Perhaps they did actually use the barrow for practice before making a more visible chalk target just below it to the south.
Please Note: I have since had it confirmed that the second circle above the practice target is a Bronze Age barrow and wasn’t WW2 era.
When do you think the practice bombing target at RAF Beaulieu was created?
I have examined aerial views of the target area on Beaulieu airfield from wartime and might need to revise my findings on closer look at some point. However, I can tell you the following.
- 29th September 1941: No airfield works yet, burial feature present but no bombing target, as I would expect.
- 2nd June 1942: Airfield under construction and no visible sign of the target.
- 3rd January 1943: Airfield completed and in use and the target was now faintly visible.
Post 1946, the target chalk lines start to degrade and disappear.
Which air forces would have been using the practice target?
Given that I can see the bombing target was there from at least January 1943, that puts it into the Coastal Command era, possibly the 224 Squadron. However looking at their records there is not mention of a target near the airfield, but that is not say they weren’t responsible as most training is not recorded.
What I did find though was operational records from 263 Squadron.
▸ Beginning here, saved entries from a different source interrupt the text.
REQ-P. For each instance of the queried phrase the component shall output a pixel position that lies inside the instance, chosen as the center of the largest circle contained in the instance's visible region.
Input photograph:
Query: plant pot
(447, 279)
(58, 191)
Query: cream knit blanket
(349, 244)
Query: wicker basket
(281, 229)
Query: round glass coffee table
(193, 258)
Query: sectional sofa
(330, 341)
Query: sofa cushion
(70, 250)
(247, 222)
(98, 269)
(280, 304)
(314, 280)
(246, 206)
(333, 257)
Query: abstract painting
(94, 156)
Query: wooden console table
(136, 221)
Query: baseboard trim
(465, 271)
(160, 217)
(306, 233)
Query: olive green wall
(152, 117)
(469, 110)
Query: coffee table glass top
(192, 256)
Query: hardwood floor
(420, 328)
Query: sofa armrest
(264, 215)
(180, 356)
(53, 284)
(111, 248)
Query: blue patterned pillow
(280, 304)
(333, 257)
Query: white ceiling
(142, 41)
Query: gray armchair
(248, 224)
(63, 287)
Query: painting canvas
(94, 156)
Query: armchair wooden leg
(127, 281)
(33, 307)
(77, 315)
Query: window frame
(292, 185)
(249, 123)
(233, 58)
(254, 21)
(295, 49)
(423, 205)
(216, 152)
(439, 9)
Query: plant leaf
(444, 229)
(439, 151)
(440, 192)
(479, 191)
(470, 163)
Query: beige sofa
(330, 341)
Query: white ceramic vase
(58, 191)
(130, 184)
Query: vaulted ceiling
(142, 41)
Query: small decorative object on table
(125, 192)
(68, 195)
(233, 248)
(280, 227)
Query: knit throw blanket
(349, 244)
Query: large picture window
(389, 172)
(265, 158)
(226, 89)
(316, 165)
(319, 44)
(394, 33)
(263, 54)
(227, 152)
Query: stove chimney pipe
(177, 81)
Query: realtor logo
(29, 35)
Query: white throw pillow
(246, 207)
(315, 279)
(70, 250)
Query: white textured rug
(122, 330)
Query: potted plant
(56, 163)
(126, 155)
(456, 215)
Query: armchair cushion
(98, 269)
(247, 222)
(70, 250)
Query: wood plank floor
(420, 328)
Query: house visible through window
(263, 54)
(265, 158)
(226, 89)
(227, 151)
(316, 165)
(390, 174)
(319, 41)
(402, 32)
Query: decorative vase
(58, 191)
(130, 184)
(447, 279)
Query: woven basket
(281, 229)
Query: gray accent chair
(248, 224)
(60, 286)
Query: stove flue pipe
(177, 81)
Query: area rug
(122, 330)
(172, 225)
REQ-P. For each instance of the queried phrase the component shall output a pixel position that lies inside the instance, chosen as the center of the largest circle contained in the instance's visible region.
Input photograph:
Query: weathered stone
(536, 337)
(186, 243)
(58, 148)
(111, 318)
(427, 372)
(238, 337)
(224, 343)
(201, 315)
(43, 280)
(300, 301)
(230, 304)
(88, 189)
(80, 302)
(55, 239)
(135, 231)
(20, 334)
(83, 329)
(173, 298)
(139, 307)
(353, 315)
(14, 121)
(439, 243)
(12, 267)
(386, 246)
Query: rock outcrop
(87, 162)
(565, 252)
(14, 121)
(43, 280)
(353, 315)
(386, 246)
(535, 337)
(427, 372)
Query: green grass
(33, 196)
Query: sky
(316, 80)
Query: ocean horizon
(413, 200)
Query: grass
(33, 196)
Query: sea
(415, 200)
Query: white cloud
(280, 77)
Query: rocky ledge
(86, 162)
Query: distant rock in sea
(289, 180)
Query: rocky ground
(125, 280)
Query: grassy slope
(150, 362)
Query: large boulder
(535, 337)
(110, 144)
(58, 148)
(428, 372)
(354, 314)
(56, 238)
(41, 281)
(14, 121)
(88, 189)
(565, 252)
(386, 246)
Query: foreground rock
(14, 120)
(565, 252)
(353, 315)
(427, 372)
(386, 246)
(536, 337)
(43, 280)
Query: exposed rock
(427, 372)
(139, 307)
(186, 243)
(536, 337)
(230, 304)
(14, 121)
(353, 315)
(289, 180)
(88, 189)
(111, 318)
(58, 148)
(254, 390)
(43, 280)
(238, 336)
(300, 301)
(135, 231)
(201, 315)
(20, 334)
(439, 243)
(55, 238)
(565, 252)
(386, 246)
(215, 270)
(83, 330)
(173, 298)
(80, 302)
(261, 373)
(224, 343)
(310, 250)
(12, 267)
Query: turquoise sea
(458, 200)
Their records show the following entry:
“Much low-level bombing practice on the A/F range” on 3rd March 1944.
A/F stands for airfield. They were still at Beaulieu and equipped with Typhoons at the time and just about to move out and be replaced by USAAF P-47 Thunderbolts.
You can see a cut out of the entry below:
I will look at the two Typhoon squadrons that were based there in early 1944, just in case they made use of it too. Daily records of the USAAF units are not available as far as I know so we may never know if they used it.
As Coastal Command may be the culprits it is possible it was used for depth charge practice using practice bombs. This would have been at low level, sometimes down to 50 feet. All this is just conjecture.
I did also look at 224 Squadron earlier but no luck. It seems some of their appendices were not saved and these may have held some information, although from experience this is unlikely.
The archives may yield something in the Coastal Command Group records but from past experience you have to go through 100 pages to get one page with information about ranges.
Please Note: As and when more research or evidence comes to light, this resource will be updated. Many thanks to Peter Kirk.
Since publishing this blog post I spoke to a respected historian who had the belief the chalk target was post-WW2 and possibly used by the Airborne Forces Experiment Establishment (AFEE) from 1946 onwards.
The belief was that it would have been used for target practice of gear and possibly people on parachutes.
However, the historian has since revised this opinion since seeing the evidence presented here. He was also kind enough to confirm that what we thought was a Stone Age barrow, is indeed just that.
It’s also worth mentioning that the AFEE drop zones were not on this location, instead being in the centre of the airfield, and over the B3054 road on the site of the WW1 era airfield at East Boldre.